The first floor of the house was accessed through the oak veneered front door which was an impressive three feet by seven feet and 1-3/4 inches thick. The front door was flanked by two side lights which were glazed with bevel plate glass and it opened into a centre entrance hall to reveal the open oak staircase. The front hall was flanked by a large dining room on one side and a substantial living room on the other, both with large cased openings and nine-foot ceilings. From the living room was an arched opening to a more intimate den which could also be used as a library. Behind the dining room was a spacious kitchen and a walk-in pantry. The main floor would have oak flooring throughout with the exception of the kitchen and pantry which were fitted with clear maple flooring.

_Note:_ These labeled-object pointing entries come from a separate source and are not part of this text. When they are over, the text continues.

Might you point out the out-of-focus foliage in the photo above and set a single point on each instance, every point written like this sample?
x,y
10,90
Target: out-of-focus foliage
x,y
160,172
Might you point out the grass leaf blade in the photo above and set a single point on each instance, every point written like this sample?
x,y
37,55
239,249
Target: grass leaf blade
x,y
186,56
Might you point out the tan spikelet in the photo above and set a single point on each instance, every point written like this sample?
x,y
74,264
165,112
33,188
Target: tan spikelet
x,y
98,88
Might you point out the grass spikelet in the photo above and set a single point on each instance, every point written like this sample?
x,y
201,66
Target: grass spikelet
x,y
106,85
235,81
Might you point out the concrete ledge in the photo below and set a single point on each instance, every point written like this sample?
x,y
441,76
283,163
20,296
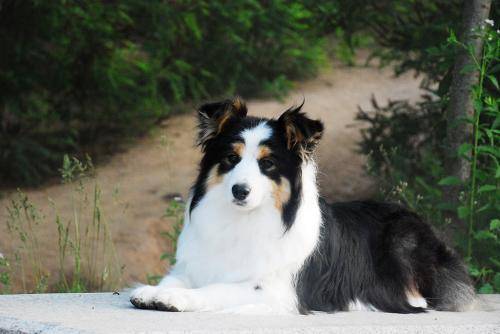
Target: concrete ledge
x,y
108,313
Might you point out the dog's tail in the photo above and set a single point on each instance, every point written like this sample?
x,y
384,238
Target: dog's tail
x,y
452,288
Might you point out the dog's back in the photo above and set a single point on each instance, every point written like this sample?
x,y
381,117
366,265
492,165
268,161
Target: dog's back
x,y
383,257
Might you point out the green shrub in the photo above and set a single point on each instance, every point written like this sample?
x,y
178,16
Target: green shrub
x,y
81,72
406,148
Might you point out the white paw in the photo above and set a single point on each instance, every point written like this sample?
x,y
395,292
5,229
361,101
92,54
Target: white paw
x,y
177,299
143,296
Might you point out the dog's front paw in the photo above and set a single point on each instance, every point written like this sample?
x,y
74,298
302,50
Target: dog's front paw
x,y
143,297
177,299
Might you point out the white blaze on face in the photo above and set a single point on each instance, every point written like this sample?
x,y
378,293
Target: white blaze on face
x,y
247,171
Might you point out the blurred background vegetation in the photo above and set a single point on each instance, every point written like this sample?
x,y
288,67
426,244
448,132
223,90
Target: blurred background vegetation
x,y
75,75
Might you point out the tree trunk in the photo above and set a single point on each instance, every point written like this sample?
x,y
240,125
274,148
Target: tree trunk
x,y
461,103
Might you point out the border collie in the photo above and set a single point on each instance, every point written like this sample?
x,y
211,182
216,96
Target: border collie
x,y
257,234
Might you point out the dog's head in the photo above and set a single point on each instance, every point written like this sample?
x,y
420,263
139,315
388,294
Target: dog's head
x,y
256,161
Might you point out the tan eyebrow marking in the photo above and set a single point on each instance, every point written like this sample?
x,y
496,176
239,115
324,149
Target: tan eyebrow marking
x,y
264,151
238,148
213,178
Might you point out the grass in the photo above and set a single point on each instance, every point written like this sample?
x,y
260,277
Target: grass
x,y
87,260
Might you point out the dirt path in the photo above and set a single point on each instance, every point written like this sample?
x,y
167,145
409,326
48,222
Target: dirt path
x,y
165,163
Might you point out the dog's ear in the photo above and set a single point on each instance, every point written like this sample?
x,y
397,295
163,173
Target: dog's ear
x,y
302,133
212,117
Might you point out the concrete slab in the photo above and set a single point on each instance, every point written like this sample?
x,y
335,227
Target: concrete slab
x,y
108,313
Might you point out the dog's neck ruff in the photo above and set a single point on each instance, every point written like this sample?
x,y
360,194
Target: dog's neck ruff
x,y
221,244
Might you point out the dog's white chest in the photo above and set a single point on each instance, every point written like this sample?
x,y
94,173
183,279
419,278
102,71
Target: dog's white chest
x,y
221,246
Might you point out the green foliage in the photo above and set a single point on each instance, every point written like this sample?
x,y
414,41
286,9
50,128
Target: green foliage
x,y
87,259
5,275
174,211
86,71
405,144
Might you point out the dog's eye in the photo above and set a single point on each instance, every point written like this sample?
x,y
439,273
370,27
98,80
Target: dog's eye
x,y
267,164
233,158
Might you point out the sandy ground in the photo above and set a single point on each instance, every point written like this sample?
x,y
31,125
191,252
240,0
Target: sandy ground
x,y
165,163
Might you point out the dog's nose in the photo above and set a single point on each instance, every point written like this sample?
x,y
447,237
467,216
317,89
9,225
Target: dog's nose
x,y
240,191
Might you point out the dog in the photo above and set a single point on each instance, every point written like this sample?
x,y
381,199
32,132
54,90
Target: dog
x,y
257,233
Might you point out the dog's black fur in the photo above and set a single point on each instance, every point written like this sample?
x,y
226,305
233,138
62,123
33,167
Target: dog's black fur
x,y
376,253
373,252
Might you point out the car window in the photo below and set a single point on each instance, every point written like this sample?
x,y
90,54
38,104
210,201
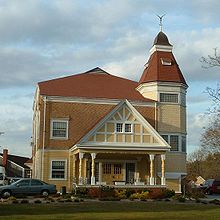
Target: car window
x,y
36,183
23,183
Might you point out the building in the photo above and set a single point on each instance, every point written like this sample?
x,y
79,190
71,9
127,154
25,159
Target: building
x,y
95,128
15,166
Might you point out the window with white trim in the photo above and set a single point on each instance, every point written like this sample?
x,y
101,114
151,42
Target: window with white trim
x,y
59,128
123,127
119,127
184,144
58,169
173,141
169,97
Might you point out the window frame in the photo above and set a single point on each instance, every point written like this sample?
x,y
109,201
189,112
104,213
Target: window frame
x,y
169,93
65,169
123,128
67,129
180,139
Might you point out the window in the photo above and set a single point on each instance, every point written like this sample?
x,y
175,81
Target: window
x,y
169,97
23,183
166,61
165,137
117,168
174,142
183,144
58,169
59,129
107,168
183,99
177,142
121,127
128,128
36,183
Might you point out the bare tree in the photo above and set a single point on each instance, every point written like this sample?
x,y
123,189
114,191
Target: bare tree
x,y
208,62
211,60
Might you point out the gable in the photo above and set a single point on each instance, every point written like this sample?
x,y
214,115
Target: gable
x,y
124,126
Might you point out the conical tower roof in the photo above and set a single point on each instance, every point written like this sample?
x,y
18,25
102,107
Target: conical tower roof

The second floor boasted two large and two smaller bedrooms around the central hall and a bathroom complete with tub. Trim upstairs consisted of yellow pine flooring, and five cross-panelled doors with pine trim.
The roof was made from cedar shingles which could be stained with creosote and enough paint was provided to paint the outside. Available extras included a warm air heating system for either hard or soft coal or for the more adventurous, a steam heating system. A hot water heater and plumbing outfit could be purchased as could an acetylene lighting package.
Carlinville, Illinois has a large collection of Sears kit homes. The kits were purchased by Standard Oil who had opened two new coal mines in the town in 1917. Faced with a housing shortage for their miners, they placed a $1 million order with Sears and Roebuck for 156 homes to be built in a nine-block neighbourhood in the north-east side of the town. Today, 152 of the original Sears homes are still standing.
The home kit line was finally discontinued in 1940 when building codes and standards made kit homes too expensive and too complicated to build for the average householder.
It was 1925 when Sears opened their first retail store on the West side of Chicago. Two years later there were 27 stores in operation. By 1931, retail sales surpassed mail-order sales for the first time.
The Wish Book
Like many of you, and like my parents before me, I recall the great excitement of receiving the annual Sears Christmas Wish Book in the mail in the months leading up to the Christmas season. I would spend hours pouring over the toys and books on offer, trying to decide which of the huge selection should feature prominently on my Christmas list that year. First published in 1933, the Sears Wish Book was a cornucopia of toys, games and everything else that a child could possibly want for Christmas.
In the very back of the 1937 Sears Christmas Catalogue, Santa himself even made a special pitch to the children, asking them to write their letters to Santa via Sears-Roebuck, including a handy form for listing of the pages and items that they wanted to receive that year.